The Panthers can see that coming, too, with Newton hitting a half-dozen receivers in the road wins over New England and Detroit, and hitting each of those six guys multiple times against the Lions. Even better, he’s shown a willingness to dump the ball off. His flip to Fozzy Whitaker on a double-screen against New England, with the defense flowing to McCaffrey and vacating the left side of the field, is a great example of it. He threw the ball probably seven yards in the air; it wound up as a 28-yard touchdown.
“I think he’s learned,” Rivera said. “He still throws those deep digs, he still throws those bang 8s, those deeps outs, and he still throws the vertical. But in between, he’s getting the ball into other players’ hands quicker. And he’s limiting the number of hits he has to take.
“That’s the thing he’s learned, that’s the thing I think he appreciates. I mean, he had a huge day [in Detroit], but it wasn’t like he had to sit there and run the ball. It wasn’t like he had to sit there in the pocket and hold, hold, hold. The ball came out.”
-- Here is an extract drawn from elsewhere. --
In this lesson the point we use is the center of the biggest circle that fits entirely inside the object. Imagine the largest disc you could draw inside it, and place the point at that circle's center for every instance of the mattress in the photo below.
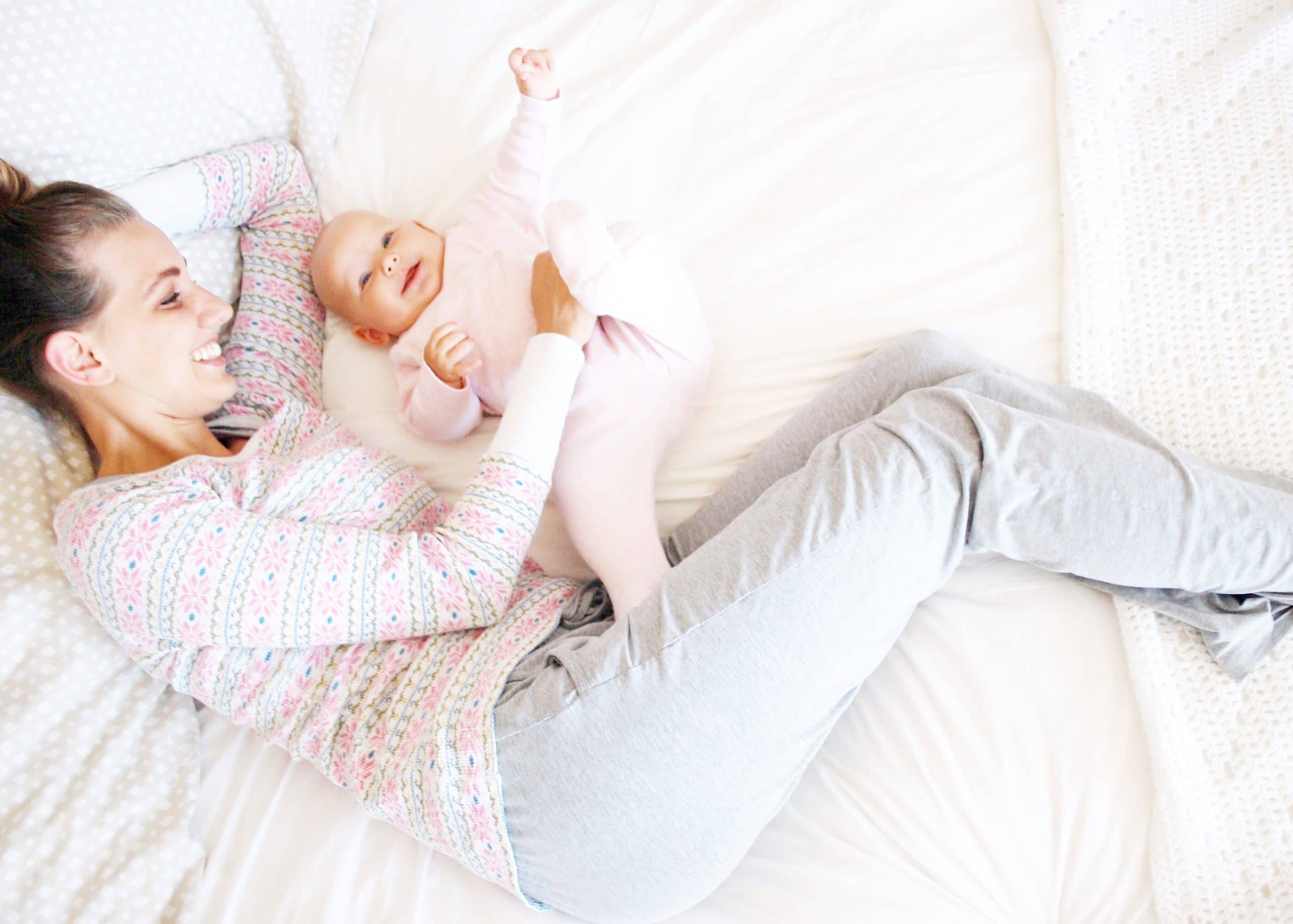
(833, 175)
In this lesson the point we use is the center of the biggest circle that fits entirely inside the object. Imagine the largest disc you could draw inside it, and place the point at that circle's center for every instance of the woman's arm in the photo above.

And the hope has been, along with changes on the field, there’d be growth off the field too. Last week gave Newton a test on that count. How the 27-year-old handled the aftermath got Rivera’s attention. Newton showed up to work the next day, last Thursday, locked in mentally, practiced well, then issued his apology after all the work was done.
“He’s had to deal with more than most people deal with in their entire career,” Rivera said. “Some of it’s happened naturally. Some of it, he’s brought on himself. But he’s tried to be that guy who says, O.K., I can compartmentalize it, and I can do football when I have to do football. It’s what I say to the guys: Be where your feet are. Last week he epitomized that as well as you can.”
So now that story is gone, Newton’s healthy, and the offense is geared to help him take the next step. And the Panthers can turn the page on all this, starting tonight.